ThreadLocal class (TL substitution) mainly provides local variables of thread scope for applications, that is, the values of these variables are only valid in the threads they store. TL object is not a local variable, it is more like a guide.
When a thread is still running and the ThreadLocal object is accessible, the thread will hold an implicit reference to the ThreadLocal object. ThreadLocal object is reclaimed when the thread is reclaimed. A thread can have multiple TL objects.
Each Thread maintains a ThreadLocalMap class, the thread local variable container, which is where the real thread local variable is stored and corresponds to the current thread one by one. The main purpose of TL is to access the data in the map. On the one hand, it acts as the key of variables. On the other hand, it optimizes the access of local variable containers according to the TL's own property threadLocalHashCode. The overall result is that when a thread that does not create the TL object accesses the object, it will get null. When the thread that creates the TL object accesses the object, it can quickly find the change according to TL. Quantity. Note: TheadLocalHashCode is dynamically controlled by Atomic Integer type, that is, there will not be the same TL object as threadLocalHashCode globally.
Next, through the code, specific analysis of the above process.
- Let's first look at the class structure of TL
TL supports generics and constructors have no special operations.
HashCode has a globally unique property threadLocalHashCode for optimizing access.
private final int threadLocalHashCode = nextHashCode();
private static AtomicInteger nextHashCode =
new AtomicInteger();
private static final int HASH_INCREMENT = 0x61c88647;
private static int nextHashCode() {
return nextHashCode.getAndAdd(HASH_INCREMENT);
}
- Storage of data
public void set(T value) {
//Get the current thread
Thread t = Thread.currentThread();
//Get the local variable container for the current thread
ThreadLocalMap map = getMap(t);
//If the container is not empty, set it -- refer to AA1
if (map != null)
map.set(this, value);
else
//Containers are empty, create containers
createMap(t, value);
}
- AA1, only core code analysis
private void set(ThreadLocal key, Object value) {
Entry[] tab = table;
int len = tab.length;
int i = key.threadLocalHashCode & (len-1);
//Cyclic ellipsis, mainly key value filtering, and repetition returns null
//Make it accessible by the same TL object of this thread.

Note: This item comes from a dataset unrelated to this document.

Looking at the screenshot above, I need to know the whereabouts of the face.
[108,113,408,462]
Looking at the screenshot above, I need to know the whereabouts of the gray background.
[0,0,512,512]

tab[i] = new Entry(key, value);
int sz = ++size;
if (!cleanSomeSlots(i, sz) && sz >= threshold)
rehash();
}
- Read variables
public T get() {
//Get the current thread
Thread t = Thread.currentThread();
//Get the local variable container for the current thread
ThreadLocalMap map = getMap(t);
if (map != null) {
//If the container is not empty, the local variable container is obtained from the TL object, and the variables are further obtained. Reference AA2
ThreadLocalMap.Entry e = map.getEntry(this);
if (e != null)
return (T)e.value;
}
return setInitialValue();
}
- AA2, Get the key-value pair of the corresponding TL object from the container
private Entry getEntry(ThreadLocal key) {
//Getting key-value pair positions based on unique attributes
int i = key.threadLocalHashCode & (table.length - 1);
Entry e = table[i];
//If there is this TL in the container and the key has value
if (e != null && e.get() == key)
return e;
else
return getEntryAfterMiss(key, i, e);
}
ThreadLocalMap is a custom hashMap that only stores thread local variables. Specific source code is no longer analyzed.
To sum up, ThreadLocal plays three main roles: 1 - access an entry to thread local variables; 2 - act as a key to correspond to a stored local variable; 3 - optimize the way thread local variable container accesses data according to its global unique property.